The Hao AI Lab at the University of California San Diego recently tested artificial intelligence models in live Super Mario Bros. gameplay. The results were surprising:
- Claude 3.7 (Anthropic) performed the best, followed by Claude 3.5.
- Google’s Gemini 1.5 Pro and OpenAI’s GPT-4o struggled to keep up.
However, it wasn’t exactly the same Super Mario Bros. from 1985.
The researchers ran the game on an emulator, using a custom-built system called GamingAgent, which allowed the AI to take control of Mario, reports TechCrunch.
How AI Tried to Master Super Mario Bros.
The GamingAgent system, developed in-house by the Hao Lab team, provided AI models with basic instructions, such as:
“If an obstacle or enemy is near, move/jump left to dodge.”
The AI also received real-time game screenshots to analyze the environment and generate commands using Python code to control Mario.
But it wasn’t easy. The AI models had to “learn” how to plan complex movements and develop gameplay strategies.
“Reasoning” models like OpenAI’s o1 performed worse than “non-reasoning” models, despite generally performing better on most other benchmarks.
“One of the biggest issues is that reasoning models take too long—usually seconds—to decide on an action. In real-time games like Super Mario Bros., timing is everything. A one-second delay can mean the difference between a successful jump and falling to your death,” the researchers explained.
Are video games really a good AI Benchmark?
For decades, video games have been used as benchmarks to evaluate AI performance. But some experts question whether gaming truly reflects AI’s real-world capabilities.

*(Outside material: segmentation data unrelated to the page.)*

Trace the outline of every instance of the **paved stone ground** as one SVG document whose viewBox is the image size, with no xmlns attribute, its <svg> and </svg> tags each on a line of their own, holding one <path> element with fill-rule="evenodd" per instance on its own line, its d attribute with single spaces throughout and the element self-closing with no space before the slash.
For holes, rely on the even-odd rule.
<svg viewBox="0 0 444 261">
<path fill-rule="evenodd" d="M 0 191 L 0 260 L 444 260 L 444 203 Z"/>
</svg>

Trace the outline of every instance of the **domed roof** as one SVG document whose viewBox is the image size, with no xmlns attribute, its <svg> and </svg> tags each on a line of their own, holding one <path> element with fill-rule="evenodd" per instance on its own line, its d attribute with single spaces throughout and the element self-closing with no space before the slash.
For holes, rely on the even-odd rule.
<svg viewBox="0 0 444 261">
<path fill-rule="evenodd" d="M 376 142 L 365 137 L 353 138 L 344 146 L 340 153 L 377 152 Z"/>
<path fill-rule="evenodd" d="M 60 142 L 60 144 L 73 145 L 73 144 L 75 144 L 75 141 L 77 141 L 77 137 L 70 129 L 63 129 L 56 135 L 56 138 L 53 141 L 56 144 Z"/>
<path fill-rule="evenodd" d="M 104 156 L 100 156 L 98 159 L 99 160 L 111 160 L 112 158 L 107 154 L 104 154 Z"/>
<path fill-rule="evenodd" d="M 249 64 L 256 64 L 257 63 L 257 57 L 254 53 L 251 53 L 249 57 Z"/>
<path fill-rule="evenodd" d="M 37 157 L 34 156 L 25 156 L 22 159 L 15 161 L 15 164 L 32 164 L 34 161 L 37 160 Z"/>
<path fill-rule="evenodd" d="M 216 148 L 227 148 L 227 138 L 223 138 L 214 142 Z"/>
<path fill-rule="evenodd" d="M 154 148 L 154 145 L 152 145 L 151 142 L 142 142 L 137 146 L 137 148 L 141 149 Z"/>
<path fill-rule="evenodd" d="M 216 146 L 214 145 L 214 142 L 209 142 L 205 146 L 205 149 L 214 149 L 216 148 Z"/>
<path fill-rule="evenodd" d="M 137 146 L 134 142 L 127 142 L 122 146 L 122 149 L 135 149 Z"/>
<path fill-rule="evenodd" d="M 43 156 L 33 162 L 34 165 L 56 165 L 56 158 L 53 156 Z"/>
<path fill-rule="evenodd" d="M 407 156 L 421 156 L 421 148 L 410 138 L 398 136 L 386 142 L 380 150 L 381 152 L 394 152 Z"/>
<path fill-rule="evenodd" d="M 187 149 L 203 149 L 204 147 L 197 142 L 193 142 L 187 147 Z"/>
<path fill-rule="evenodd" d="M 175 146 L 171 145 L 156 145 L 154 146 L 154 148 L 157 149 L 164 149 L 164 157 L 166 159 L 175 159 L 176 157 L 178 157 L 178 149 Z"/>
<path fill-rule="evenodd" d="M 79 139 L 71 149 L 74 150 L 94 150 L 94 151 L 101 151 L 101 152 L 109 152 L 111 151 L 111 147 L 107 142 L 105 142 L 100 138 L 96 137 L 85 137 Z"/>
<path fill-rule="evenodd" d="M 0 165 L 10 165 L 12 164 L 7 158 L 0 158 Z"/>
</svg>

- Video games are controlled environments, much simpler than real-world complexities.
- AI can train on an almost infinite amount of data within a game, unlike real-world scenarios where data is limited.
The recent wave of flashy gaming benchmarks has sparked debate about how we should evaluate AI’s true intelligence. Andrej Karpathy, research scientist and founding member of OpenAI, spoke about what he called an “evaluation crisis” in AI testing.
“I don’t really know what [AI] metrics to look at right now. TL;DR: my reaction is I don’t really know how good these models are right now,” Karpathy wrote on X (formerly Twitter).
As AI gets better at playing Super Mario Bros., one big question remains: How much do these skills actually translate to real-world intelligence?